Did you have a happy new year?

I really did. And also didn’t. Allow me to recap:

My holiday break started the Monday morning of Christmas week (days I had saved and coveted as a combination of “me” time and “mom” time) with our nanny calling in sick with the flu. It was bad timing – because let’s face it, is there ever GOOD timing for those heart-stopping 7:00 am phone calls? I lost all of the “me” time, yet at least got to enjoy a little extra “mom” time (viewing of the “Squeakquel” movie not withstanding).

Christmas eve, we enjoyed a fun and festive celebration with friends (only a couple of whom can claim legitimate entitlement to Christmas observance; making the rest of us that much more zealous to be brought along for the holiday ride). My cheer was tempered by news from my mother that she is going to need heart surgery in the coming months.

In the following days, we learned that the allergic reactions our older daughter has been experiencing in our apartment needed to be addressed through a home remediation that can only be described as the NUCLEAR option (i.e. steaming, packing up and sealing pretty much everything we own). With a knotted stomach over the impending chaos and expense that we would be enduring right after New Year’s, we headed for a welcome trip out of town, to DC, where we would enjoy an overdue visit with my brother, sister-in-law, niece and nephew; friends; and some classic site-seeing. It was wonderful in all of these ways, even as it was hard to keeps the clouds of concern at bay.

It was during a particularly relaxed dinner with both our family and old college friends in Virginia that we received a phone call -that one of the very first friends I made as a mom (and one who went on to become a fellow Executive Mom) had inexplicably died, in what appears to have been a freak accident while getting out of her bathtub during the night. She was found by her 9-year-old daughter, MY own 9-year-old’s friend since they were about 2 months old.

We returned to New York a day later – a day that for most was the first day of work in 2010 – during which I watched while a team of 6 people completely took apart my home, and then went to visit the amazingly strong children of my friend.

So, I hadn’t felt like writing for these first several days of 2010; as the usual electronic tide of optimism and aphorisms rushed in (“This is going to be the best year ever!”) I felt disingenuous simply adding to the chorus, and then it was just easier to say nothing.

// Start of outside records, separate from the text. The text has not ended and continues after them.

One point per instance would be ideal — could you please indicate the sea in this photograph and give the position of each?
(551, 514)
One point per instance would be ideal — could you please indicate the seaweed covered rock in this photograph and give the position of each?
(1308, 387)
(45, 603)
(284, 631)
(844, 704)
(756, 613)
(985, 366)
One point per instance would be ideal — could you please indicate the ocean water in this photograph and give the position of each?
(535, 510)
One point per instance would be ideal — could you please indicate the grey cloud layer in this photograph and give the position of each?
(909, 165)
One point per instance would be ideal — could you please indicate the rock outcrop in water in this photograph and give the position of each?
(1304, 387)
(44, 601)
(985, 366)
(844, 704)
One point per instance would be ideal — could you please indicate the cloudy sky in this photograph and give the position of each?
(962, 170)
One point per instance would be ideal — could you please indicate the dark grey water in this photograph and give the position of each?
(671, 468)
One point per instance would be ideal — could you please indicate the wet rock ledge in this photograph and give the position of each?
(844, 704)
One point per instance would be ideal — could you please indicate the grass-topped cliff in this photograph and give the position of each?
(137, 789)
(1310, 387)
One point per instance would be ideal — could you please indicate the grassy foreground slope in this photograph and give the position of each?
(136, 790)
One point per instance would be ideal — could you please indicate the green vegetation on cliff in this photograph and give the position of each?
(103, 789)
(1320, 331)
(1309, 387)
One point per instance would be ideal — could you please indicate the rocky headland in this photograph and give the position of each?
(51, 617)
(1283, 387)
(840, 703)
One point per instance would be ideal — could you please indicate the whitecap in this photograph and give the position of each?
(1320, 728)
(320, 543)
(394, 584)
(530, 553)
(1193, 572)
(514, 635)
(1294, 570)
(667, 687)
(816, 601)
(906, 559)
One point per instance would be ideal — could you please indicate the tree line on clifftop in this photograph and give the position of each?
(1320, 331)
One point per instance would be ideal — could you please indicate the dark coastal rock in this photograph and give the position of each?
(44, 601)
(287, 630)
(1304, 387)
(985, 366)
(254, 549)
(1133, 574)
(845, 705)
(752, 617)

But it struck me this week that at any point in time, the holidays I had — all of it — is what life really IS, this textured tapestry of joy and pain, fun and frustration, worry and celebration – much as we try to weave it and will it to be just the way we want. The other truth to this compressed series of events is how each reframed my perspective. After the news of my friend, how could I think living through 3 weeks of home hell would be the end of the world? It would be, and I would have to see it as no more or less than this: a tough 3 weeks. One that, fingers-crossed, will make my daughter immeasurably better. My mother (whose heart would seem to be the last thing that needs fixing) is the consummate “make lemonade out of lemons” person; she believes the surgery she will have will be fine, and so I will believe that too. I have my family, my friends, my career.

Oh, and our nanny is back.

I hope you had nothing but a wonderful holiday. And I hope it IS the best new year’s EVER. And if it’s not, we can tell each other that too.